Dem wirklichen Turner, Sänger oder Schützen ist aufrichtig Glück zu wünschen, ihm aber auch ans Herz zu legen, daß er, wenn er in seiner Eigenschaft als Bürger Mitglied eines Parlaments würde, nicht so energische Reden gegen die Verwaltungen halte, wenn ihm diese nicht sparsam genug erscheinen. Denn er hat ja auf seinen Wanderfesten die armen Städte zu großen Ausgaben verleitet und hätte jeden angeschrieen, der sie zur Sparsamkeit hätte veranlassen wollen.
Wenn man Lust hat, sich im Sommer von einigen Städten gut sättigen und unterhalten und von den Eisenbahnen billig befördern zu lassen und kann bei den Turnern, Sängern und Schützen kein Unterkommen finden, so wende man sich an andere Korporationen und Vereine, welche billig zu reisen und sich ebenso beköstigt wünschen. Mit Ausnahme des Berufs der Nachtwächter hat jeder Beruf seinen Tag.
Ist man impressionistischer Maler, so wundere man sich nicht, daß man anderswo die Bäume nicht blau und das Gras nicht rot findet wie in der Heimat. Die Bäume sind nun einmal anderswo nicht blau und das Gras nicht rot, das steht fest.

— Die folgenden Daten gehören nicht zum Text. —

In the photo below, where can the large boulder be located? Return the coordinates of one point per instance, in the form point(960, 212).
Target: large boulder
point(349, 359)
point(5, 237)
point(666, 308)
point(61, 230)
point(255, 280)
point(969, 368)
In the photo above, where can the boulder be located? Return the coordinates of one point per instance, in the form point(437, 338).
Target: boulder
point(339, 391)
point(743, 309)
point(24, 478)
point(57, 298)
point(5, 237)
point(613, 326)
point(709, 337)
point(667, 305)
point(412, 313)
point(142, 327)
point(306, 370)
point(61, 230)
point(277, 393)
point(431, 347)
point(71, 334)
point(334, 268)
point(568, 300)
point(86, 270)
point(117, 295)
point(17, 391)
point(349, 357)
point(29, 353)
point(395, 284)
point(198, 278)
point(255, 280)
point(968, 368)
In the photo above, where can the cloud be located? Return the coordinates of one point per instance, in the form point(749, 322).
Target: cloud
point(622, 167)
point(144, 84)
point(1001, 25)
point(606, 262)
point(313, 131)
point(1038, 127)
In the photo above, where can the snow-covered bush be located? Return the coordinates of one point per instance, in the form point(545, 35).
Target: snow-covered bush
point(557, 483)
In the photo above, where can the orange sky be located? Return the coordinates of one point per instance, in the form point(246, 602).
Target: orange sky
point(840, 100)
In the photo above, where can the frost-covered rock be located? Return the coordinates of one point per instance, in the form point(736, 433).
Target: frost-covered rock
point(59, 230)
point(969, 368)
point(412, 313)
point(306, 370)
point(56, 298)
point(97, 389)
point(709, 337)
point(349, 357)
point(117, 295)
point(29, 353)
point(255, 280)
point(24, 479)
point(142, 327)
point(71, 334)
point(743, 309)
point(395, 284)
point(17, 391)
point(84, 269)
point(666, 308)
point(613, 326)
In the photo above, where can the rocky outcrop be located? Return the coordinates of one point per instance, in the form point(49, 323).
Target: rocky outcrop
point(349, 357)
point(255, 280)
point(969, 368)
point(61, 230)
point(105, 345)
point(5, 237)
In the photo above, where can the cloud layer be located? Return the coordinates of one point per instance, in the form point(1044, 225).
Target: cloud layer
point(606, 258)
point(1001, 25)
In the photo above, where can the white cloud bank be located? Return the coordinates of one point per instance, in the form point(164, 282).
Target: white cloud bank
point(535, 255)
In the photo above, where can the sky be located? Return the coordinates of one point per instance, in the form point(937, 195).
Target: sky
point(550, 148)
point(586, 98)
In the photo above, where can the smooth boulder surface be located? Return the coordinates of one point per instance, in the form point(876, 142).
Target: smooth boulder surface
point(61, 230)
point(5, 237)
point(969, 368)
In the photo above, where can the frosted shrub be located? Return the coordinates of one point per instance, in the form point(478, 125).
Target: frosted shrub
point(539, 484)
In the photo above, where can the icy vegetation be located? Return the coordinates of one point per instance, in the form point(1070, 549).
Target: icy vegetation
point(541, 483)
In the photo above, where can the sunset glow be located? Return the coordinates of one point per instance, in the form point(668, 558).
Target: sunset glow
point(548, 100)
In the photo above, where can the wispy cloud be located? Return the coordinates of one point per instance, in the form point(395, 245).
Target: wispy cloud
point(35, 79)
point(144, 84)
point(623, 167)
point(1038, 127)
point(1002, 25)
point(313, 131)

Ist man Arzt und macht einen Ärztetag mit, so wird man seinen Patienten einen Gefallen thun, wenn man die Vorträge schwänzt, damit man keine neu erfundene Krankheit mit nach Hause bringt.
Ist man Journalist und nimmt an einem Journalisten- oder Schriftstellertag teil, so donnere man eine fulminante Rede gegen den Nachdruck, den man als frechen Straßenraub bezeichnet, durch den der arme Kollege das geistige Eigentum einbüßt. Namentlich thue man dies, wenn man selbst das Verbrechen des Nachdrucks verübt. Deshalb zur Rede gestellt, erzähle man von dem Diebe, der verfolgt wurde und »Haltet den Dieb!« schrie.
Als dramatischer Künstler einer Wanderversammlung der Bühnengenossenschaft beiwohnend, spreche man, wenn man das Wort ergreift, nicht von einem geehrten Vorredner, sondern von einem berühmten Seelenmaler, der eben gesprochen hat. Doch auch ohne diese Bezeichnung sagt sich die Versammlung, daß man den geehrten Vorredner für einen hilflosen Stümper hält, der keine blasse Ahnung von den Rollen hat, welche er verzapft.
Wird man dann von einem Kollegen mit den Worten angeredet, er freue sich, endlich die persönliche Bekanntschaft des berühmten Darstellers des Mephistopheles machen zu können, so sei man überzeugt, daß er ein anderes Fach spielt und man in seinen Augen eine zweibeinige Null ist.
Will man nicht durch Dankbarkeit in der großen Gesellschaft störend auffallen, so nenne man das von der Stadt gegebene Abendessen eine traurige Massenabfütterung und schwöre, da bekanntlich eine solche Stadt in den nächsten zehn Jahren nicht wieder als Versammlungsort bestimmt wird, hier niemals wieder eine Einladung zur Festtafel anzunehmen.
Man versäume nicht, einen Parteitag der Sozialdemokraten mitzumachen. Für ein Geringes wird daselbst eine vortreffliche Kost und gutes Getränk gereicht. Namentlich der Arbeiterführer lebt gerne gut, und seine Mittel erlauben es ihm auch, den Arbeitern zu zeigen, welch ein Leben er für sie erstrebt. Man beteilige sich aber nicht an den Debatten, wenn man nicht fliegen kann, weil man sonst, wider Willen aus dem Saal fliegend, sich nicht zu helfen wüßte. Die Herren sind nämlich untereinander immer sehr uneinig, und es ist daher sehr unvorsichtig, einem derselben Recht zu geben, wodurch man es mit dem andern verdirbt und leicht ins Gedränge kommt. Man kneipe also nur mit, wobei die Genossen Brüder sind und zusammen auf die Neubildung der Gesellschaft anstoßen.